Hout Bay, Llandudno and Camps Bay Beaches

Cape Town Hout Bay
A stall by the side of the road near Llandudno

Lunch was at Hout Bay, a seaside town on the outskirts of Cape Town.  It is surrounded by mountains and overlooks the Atlantic Ocean. With a craft market, lots of restaurants, cafés and shops there is plenty to do.  And if you fancy taking to the water, you can go fishing, diving or take a boat trip.  I had calamari and chips at one of the fish shops then sat outside watching locals and tourists enjoy the water and sunshine. 

Hout Bay - Cape Town
Hout Bay

Hout Bay is a very well to do area with massive gated houses on the slopes of the mountains.  However, just a few minutes away from the beach is Imizamo Yethu, a township settlement where the black South Africans live.  Many are Xhosa-speaking people from the Eastern Cape who were first allowed to settle into the area in 1989.  Visitors with a City Sight Seeing bus ticket are offered a free walking tour of the township. I am not into slum tourism so I passed. 

A busy Camps Bay

The ride back into town was via Llandudno another seaside town and Camps Bay.  Both were very crowded as it is a bank holiday.  Camps Bay especially with people setting up picnic in any space that they could find.  It was too busy for me to settle so I hoped on another bus which crawled through the traffic back to town.  From there I hopped on the bus heading to Table Mountain.

Table Mountain

Table Mountain - Cape Town
A view of the city and coast from Table Mountain

Table Mountain was voted one of the New Seven Wonders of the World in 2011 and is the country’s most photographed attraction. It got its name for its resemblance to a table apparently (I don’t see a table when I look at it). The bus does not take you all the way to the top.  To get to the summit you have to take a cable car and you can get a ticket at the cable car station or when you purchase your City Sightseeing ticket like I did.  The cable car ride is less than five minutes, it rotates 360 degrees, thereby giving you a panoramic view of the city as you ascend, if you can bear to look.  I have a fear of heights so for most of the ride up I had my eyes firmly closed.  The view from the top which overlooks Cape Town and Table Bay and the surrounding areas is spectacular.  I arrived just before sunset but it was still packed with people.
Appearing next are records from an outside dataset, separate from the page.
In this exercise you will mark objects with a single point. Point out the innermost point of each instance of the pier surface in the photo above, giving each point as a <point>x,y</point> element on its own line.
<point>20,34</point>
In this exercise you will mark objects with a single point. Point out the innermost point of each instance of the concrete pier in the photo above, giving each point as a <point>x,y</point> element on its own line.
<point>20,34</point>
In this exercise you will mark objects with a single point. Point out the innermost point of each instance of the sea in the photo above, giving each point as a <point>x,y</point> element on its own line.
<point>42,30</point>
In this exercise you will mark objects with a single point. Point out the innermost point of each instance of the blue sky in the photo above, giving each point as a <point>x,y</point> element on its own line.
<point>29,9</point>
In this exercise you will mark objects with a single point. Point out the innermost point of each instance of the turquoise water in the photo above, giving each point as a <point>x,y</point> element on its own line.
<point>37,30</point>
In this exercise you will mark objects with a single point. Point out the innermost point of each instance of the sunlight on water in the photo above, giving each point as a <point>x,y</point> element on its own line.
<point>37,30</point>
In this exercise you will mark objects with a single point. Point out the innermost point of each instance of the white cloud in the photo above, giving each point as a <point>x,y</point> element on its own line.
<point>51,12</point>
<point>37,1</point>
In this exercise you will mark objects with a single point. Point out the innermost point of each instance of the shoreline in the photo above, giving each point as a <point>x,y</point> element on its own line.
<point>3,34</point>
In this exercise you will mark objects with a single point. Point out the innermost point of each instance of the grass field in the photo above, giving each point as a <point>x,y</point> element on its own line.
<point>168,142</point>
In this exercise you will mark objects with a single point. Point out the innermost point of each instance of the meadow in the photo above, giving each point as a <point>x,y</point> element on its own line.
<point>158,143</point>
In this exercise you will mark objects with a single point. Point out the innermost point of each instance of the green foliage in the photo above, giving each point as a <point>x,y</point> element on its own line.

Table Mountain - Cape Town
Tourists taking pictures from the top of the mountain

There are plenty if things to do if you are not content with sitting down and taking in the views.  You can get something to eat or drink at the Table Mountain Café, which serves a variety of snacks, wines and desserts, or go shopping in one of the three Shops at the Top, where you will find a variety of gifts and souvenirs. There is also a guided walk and audio tour but unfortunately I arrived too late for both so I settled for the sunset which was not a bad substitute.